The Talmud tells us that the structure of the Haggadah is based on one major theme: We begin by recounting the bad and then we conclude with the good. Our story begins when we were slaves in Egypt; from there we moved to liberation and our prophetically promised destiny of final redemption.
The sequence is meant to convey a fundamental truth of our faith. The bad is but a prelude to the good. When Moses asked God, "Show me, I pray thee, Thy glory," (Exodus 33:18) the Talmud tells us he was really asking the ultimate question of theodicy: Why do bad things happen to good people? God's response was, "You will see My back, but My face shall not be seen" (Ex 33:23). The commentators explain God's meaning: Events can never be understood as they occur, but only in retrospect, with the benefit of hindsight. Kierkegaard put it beautifully when he said, "The greatest tragedy of life is that it must be lived forwards and can only be understood backwards."
The Jewish people were first taught this truth in the story of Joseph. The tragedy of his sale by his brothers turned into the possibility for saving his family in the time of famine.

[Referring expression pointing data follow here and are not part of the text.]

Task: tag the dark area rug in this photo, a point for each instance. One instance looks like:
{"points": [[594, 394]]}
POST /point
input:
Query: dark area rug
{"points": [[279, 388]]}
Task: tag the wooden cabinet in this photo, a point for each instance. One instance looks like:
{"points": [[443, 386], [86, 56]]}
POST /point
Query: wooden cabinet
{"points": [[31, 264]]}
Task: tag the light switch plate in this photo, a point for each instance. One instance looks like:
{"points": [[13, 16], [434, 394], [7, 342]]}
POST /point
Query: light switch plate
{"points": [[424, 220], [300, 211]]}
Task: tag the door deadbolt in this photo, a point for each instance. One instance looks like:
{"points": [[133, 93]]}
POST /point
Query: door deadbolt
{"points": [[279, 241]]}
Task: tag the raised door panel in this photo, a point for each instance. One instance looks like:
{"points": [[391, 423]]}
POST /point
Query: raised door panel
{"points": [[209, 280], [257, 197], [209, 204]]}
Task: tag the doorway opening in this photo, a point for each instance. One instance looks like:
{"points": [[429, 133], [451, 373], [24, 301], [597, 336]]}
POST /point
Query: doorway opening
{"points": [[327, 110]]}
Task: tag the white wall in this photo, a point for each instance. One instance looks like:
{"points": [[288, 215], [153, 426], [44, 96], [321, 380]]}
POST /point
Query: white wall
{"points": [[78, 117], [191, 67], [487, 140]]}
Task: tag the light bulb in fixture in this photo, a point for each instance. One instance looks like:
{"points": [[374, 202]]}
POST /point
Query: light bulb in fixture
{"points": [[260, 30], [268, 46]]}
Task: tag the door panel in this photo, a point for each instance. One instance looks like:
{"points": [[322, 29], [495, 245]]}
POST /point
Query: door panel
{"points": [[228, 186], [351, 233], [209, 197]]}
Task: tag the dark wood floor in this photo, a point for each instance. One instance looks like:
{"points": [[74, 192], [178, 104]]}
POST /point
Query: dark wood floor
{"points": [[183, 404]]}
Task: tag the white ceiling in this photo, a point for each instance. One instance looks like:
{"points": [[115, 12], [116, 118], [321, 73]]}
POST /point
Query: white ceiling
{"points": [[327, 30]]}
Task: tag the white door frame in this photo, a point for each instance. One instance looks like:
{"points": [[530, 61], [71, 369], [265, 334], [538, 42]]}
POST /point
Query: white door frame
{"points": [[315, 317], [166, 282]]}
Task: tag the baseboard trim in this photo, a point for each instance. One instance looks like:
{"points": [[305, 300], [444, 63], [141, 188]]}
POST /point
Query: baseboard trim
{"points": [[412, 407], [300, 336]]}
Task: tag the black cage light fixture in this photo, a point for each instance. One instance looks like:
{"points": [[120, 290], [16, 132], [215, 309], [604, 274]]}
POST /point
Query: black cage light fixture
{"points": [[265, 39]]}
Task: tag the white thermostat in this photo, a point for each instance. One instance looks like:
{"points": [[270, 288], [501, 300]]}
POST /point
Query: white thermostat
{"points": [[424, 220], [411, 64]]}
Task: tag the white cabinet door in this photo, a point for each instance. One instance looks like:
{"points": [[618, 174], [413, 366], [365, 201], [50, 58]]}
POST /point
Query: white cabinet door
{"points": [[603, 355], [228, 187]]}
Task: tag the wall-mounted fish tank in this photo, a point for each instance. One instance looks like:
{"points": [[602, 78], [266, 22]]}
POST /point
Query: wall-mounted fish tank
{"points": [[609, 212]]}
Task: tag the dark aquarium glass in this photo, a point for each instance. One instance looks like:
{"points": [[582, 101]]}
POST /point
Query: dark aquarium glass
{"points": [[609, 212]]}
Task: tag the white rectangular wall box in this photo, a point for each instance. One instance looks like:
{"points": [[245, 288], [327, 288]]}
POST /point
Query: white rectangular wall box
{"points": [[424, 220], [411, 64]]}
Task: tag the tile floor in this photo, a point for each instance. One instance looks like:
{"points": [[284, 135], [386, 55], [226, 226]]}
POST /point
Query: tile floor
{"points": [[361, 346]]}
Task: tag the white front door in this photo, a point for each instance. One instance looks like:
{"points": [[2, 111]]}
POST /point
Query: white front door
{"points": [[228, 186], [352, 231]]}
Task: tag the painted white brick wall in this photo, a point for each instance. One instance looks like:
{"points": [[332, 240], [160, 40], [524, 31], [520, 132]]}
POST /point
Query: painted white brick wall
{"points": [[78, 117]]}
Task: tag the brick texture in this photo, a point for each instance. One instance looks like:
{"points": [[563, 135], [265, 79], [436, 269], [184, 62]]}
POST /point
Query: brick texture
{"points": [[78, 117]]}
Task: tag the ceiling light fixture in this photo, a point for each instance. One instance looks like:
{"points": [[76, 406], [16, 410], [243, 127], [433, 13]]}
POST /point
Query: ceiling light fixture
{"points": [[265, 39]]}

At the end of the story, Joseph reassures his brothers that he will do them no harm. "And as for you, you meant evil against me, but God meant it for good, to bring to pass, as it is this day, to save much people alive" (Genesis 50:20).

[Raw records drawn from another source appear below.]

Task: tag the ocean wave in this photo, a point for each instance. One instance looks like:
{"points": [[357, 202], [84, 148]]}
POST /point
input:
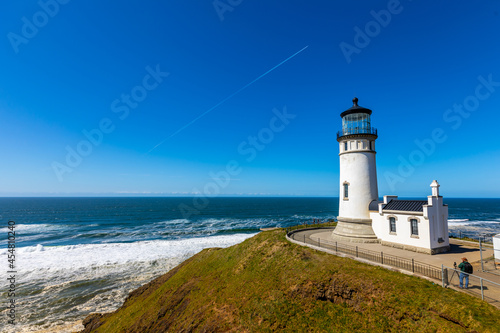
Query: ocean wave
{"points": [[75, 280], [32, 259], [466, 222], [33, 228]]}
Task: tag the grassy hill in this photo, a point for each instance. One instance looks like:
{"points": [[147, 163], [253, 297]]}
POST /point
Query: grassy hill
{"points": [[268, 284]]}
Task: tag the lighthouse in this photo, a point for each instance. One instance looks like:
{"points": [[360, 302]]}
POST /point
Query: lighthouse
{"points": [[358, 176]]}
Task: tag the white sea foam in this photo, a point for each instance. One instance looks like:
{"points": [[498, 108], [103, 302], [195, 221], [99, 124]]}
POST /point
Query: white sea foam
{"points": [[72, 257], [62, 284], [466, 222], [33, 228]]}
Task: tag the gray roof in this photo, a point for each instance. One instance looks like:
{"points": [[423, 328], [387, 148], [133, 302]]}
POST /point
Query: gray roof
{"points": [[373, 205], [406, 205]]}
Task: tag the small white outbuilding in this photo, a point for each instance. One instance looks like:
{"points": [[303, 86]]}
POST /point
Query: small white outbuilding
{"points": [[416, 225]]}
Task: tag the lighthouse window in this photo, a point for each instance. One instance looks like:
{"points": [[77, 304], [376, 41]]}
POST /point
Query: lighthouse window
{"points": [[392, 224], [414, 227]]}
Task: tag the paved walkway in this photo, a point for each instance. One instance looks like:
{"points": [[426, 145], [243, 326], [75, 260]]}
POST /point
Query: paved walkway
{"points": [[458, 249]]}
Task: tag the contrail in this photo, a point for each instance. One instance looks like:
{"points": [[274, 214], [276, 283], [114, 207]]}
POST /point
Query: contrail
{"points": [[225, 99]]}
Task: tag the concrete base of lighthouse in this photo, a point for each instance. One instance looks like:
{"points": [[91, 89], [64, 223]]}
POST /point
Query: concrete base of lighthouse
{"points": [[354, 231]]}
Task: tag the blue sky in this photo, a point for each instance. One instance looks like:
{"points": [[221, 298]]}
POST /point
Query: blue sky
{"points": [[173, 94]]}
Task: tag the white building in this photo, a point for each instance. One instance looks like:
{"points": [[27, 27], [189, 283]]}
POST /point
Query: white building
{"points": [[417, 225]]}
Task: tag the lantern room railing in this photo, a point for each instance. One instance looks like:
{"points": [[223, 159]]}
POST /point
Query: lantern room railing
{"points": [[356, 130]]}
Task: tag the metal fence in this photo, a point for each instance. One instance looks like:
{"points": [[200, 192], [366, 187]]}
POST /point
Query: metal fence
{"points": [[478, 286], [486, 289], [379, 257]]}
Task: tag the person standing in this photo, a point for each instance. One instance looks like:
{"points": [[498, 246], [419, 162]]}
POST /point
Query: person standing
{"points": [[465, 270]]}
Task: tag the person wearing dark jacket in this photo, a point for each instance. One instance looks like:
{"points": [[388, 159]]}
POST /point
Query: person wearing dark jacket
{"points": [[465, 269]]}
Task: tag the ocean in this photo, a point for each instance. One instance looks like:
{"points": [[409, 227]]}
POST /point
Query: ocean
{"points": [[75, 256]]}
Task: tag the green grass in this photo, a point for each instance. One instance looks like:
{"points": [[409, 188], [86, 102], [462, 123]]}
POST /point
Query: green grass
{"points": [[268, 284]]}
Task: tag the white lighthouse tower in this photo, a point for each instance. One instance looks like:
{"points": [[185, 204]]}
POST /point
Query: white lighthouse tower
{"points": [[358, 176]]}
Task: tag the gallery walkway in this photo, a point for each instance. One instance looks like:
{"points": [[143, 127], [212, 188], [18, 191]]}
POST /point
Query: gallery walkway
{"points": [[437, 268]]}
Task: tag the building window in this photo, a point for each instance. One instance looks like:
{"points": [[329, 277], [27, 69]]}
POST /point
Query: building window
{"points": [[392, 224], [414, 227]]}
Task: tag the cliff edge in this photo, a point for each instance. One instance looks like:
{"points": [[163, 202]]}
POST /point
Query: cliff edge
{"points": [[269, 284]]}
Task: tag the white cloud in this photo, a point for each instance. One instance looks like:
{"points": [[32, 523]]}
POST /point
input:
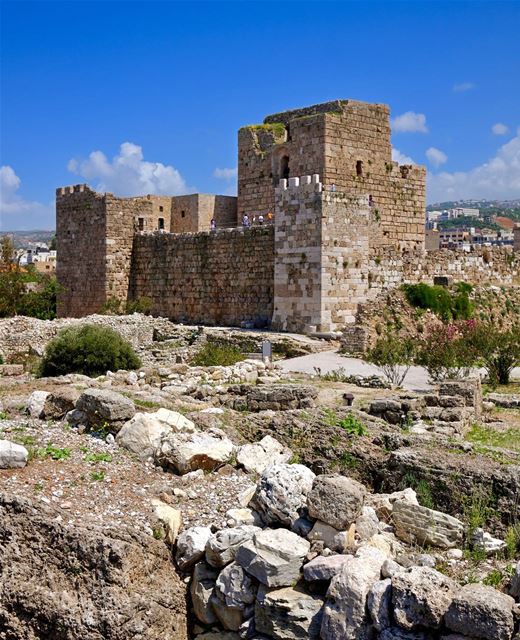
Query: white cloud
{"points": [[463, 86], [128, 174], [16, 212], [499, 178], [410, 122], [226, 174], [401, 158], [499, 129], [436, 156]]}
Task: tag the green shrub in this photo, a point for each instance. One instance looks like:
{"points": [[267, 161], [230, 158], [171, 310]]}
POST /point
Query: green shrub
{"points": [[447, 305], [88, 349], [214, 354], [394, 355]]}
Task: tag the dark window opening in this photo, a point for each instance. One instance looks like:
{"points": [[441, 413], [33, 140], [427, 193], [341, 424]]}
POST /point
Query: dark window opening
{"points": [[284, 167]]}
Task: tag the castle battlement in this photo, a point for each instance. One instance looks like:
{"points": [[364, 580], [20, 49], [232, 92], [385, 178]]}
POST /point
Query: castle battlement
{"points": [[72, 189]]}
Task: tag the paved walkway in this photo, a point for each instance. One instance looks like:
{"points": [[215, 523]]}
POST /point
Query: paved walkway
{"points": [[416, 379]]}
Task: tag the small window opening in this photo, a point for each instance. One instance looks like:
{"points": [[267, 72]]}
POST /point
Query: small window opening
{"points": [[284, 167]]}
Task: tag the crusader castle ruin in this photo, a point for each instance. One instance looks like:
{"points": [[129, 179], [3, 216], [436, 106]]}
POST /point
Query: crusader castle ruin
{"points": [[348, 222]]}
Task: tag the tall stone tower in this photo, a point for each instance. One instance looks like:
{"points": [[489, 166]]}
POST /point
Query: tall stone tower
{"points": [[347, 143], [321, 245], [94, 235]]}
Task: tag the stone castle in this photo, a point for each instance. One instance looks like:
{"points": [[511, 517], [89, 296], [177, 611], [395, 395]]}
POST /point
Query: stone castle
{"points": [[348, 222]]}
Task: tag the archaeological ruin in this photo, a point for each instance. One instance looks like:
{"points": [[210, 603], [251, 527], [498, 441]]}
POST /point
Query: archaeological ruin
{"points": [[346, 223]]}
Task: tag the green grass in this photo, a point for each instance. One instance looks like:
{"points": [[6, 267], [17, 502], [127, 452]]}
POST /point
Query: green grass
{"points": [[98, 457], [487, 437], [213, 354], [50, 451]]}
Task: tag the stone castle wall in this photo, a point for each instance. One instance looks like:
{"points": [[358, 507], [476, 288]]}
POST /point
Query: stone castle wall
{"points": [[224, 277], [81, 248], [348, 144], [321, 243]]}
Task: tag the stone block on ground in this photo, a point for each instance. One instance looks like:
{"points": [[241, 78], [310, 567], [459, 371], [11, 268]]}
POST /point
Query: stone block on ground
{"points": [[185, 452], [481, 612], [336, 500], [281, 494], [416, 524], [288, 613], [274, 557], [259, 455], [420, 597], [104, 408], [345, 613], [12, 455]]}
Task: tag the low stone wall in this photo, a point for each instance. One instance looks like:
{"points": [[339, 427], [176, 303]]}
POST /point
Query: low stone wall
{"points": [[483, 265], [224, 277]]}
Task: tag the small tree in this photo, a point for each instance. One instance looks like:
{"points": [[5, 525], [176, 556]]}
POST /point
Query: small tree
{"points": [[88, 349], [447, 351], [499, 350], [394, 355]]}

The word Haggadah in gematria (numerical value) adds up to 17. That was the exact age of Joseph when he was sold into Egypt – the real beginning of the story of our Egyptian exile and ultimately of the Exodus commemorated by Passover. By numerical allusion, Haggadah reminds us of the terrible act that started it all.
But there is yet another meaning to the gematria of 17. That is also the numerical value of the Hebrew word tov, the word good. We need to remember that the tragedy of Joseph's sale at the age of 17 led to the miracle of our redemption and the revelation at Sinai.
No matter how black any event may appear at the time, the dark of night is always followed by the dawn. "And it was evening, and it was morning" is the theme of our history – and the secret of the word Haggadah.